Chemin de Compostelle - La journée du pèlerin (partie 2), un pas devant l'autre

Publié le par Geneviève R.

Cette année, le Jardinier de Dieu est très heureux de vous inviter à suivre les pas d’une pèlerine (paroissienne de Colomiers) sur les chemins de St-Jacques de Compostelle.

Une fois par semaine durant les mois de Juillet et d’Août un article sera publié sur notre site.

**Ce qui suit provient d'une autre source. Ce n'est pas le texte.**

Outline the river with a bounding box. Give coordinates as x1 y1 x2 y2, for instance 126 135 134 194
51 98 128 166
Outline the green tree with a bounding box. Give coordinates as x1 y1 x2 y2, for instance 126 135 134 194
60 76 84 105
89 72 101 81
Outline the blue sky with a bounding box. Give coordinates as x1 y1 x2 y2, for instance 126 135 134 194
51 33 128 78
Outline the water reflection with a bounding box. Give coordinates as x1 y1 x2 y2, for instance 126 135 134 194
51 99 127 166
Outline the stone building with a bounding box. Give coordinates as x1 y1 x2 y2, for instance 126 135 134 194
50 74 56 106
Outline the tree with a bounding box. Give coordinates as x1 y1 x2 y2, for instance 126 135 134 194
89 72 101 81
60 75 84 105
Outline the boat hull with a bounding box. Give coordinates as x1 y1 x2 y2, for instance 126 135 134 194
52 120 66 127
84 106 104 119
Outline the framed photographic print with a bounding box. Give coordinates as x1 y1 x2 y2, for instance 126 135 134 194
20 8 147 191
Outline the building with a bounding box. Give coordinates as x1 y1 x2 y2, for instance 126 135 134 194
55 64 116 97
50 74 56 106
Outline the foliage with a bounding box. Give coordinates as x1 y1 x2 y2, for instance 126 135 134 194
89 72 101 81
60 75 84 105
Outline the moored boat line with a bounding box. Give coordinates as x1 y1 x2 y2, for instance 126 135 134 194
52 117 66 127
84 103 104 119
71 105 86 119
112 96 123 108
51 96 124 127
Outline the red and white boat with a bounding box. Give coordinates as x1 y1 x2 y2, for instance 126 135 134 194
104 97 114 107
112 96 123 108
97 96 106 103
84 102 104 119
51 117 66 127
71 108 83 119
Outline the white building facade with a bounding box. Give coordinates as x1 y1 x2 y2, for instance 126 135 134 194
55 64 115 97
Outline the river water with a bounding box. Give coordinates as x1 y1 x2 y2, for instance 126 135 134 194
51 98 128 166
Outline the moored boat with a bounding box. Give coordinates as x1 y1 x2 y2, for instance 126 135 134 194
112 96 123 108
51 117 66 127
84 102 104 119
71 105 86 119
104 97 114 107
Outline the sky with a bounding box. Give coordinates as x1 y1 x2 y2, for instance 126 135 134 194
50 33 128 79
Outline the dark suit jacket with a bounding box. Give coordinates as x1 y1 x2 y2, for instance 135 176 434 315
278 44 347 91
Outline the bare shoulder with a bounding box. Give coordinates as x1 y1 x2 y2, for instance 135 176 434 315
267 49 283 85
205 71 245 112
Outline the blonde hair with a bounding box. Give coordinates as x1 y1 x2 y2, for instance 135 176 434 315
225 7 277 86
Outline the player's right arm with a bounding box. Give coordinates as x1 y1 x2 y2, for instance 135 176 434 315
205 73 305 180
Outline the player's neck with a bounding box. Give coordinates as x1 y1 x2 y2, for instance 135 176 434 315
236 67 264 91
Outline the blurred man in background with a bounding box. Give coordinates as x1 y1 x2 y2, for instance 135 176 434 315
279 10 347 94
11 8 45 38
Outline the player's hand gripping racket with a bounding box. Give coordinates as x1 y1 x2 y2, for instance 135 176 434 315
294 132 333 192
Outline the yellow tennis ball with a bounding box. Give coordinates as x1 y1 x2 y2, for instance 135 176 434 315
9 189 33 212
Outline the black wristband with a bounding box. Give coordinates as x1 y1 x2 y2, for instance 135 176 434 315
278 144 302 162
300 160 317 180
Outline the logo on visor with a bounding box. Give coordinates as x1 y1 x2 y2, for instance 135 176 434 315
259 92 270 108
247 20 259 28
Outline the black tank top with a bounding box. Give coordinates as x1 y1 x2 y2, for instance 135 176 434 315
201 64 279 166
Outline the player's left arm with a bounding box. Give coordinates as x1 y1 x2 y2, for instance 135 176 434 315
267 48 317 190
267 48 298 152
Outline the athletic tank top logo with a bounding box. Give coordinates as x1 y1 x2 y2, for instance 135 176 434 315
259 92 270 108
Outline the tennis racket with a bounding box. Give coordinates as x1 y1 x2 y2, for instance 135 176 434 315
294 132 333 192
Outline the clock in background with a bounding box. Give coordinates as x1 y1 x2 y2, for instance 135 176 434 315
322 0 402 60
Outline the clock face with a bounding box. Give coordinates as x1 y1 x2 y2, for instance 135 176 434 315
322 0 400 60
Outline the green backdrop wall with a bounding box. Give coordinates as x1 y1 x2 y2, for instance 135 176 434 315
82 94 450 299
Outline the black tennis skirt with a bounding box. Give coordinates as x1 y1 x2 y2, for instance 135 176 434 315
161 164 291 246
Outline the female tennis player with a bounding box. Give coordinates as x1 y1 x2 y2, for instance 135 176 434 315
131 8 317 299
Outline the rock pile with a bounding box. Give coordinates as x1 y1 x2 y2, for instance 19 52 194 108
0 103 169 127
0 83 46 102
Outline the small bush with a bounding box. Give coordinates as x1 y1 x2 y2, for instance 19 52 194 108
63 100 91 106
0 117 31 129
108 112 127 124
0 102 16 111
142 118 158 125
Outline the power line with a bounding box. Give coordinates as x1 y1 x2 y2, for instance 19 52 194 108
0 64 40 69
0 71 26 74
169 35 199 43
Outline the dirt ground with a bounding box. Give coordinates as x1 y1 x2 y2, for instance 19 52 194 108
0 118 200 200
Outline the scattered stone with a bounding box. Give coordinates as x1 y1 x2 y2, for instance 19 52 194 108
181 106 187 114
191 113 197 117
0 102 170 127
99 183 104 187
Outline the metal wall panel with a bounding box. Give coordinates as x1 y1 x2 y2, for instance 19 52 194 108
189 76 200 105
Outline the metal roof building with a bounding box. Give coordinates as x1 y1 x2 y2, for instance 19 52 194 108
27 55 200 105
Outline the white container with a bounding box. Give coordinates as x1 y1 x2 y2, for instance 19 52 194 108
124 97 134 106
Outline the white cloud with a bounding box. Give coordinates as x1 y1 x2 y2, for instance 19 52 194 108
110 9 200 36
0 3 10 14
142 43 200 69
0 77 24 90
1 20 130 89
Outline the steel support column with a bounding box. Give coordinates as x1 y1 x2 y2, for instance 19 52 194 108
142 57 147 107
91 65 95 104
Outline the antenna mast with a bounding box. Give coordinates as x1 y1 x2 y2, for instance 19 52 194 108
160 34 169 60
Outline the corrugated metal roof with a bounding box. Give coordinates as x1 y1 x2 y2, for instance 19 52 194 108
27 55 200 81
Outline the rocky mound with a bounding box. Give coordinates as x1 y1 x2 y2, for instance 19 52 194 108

 A travers le récit de ce pèlerinage vécu, nous découvrirons un peu de la nature  mais surtout le changement profond du cœur et de l’âme du marcheur. Merci de tout cœur à Geneviève pour ces belles lectures et ces photos qui nous aident à contempler la Création et à louer le Créateur.

Nous vous invitons aussi à découvrir les communautés religieuses sur cette route de quête (Chemin de Compostelle) durant l'été, en écoutant l'émission de la radio Présence - du lundi au vendredi à 7h55, 8h55 et 11h45

Le Jardinier de Dieu

En route, au bout d'un moment, après les premières photos d'un levé de brumes sur la vallée, le chemin s'est bien engagé à nouveau. Alors que, les yeux, rassurés, ne doutent plus des prochaines balises, rouge et blanc en France ou jaune en Espagne, c'est comme si des nuages s'installaient sous les pieds, le sac s’allège et les pensées se mettent à flotter. Les intentions vont vers les êtres chers.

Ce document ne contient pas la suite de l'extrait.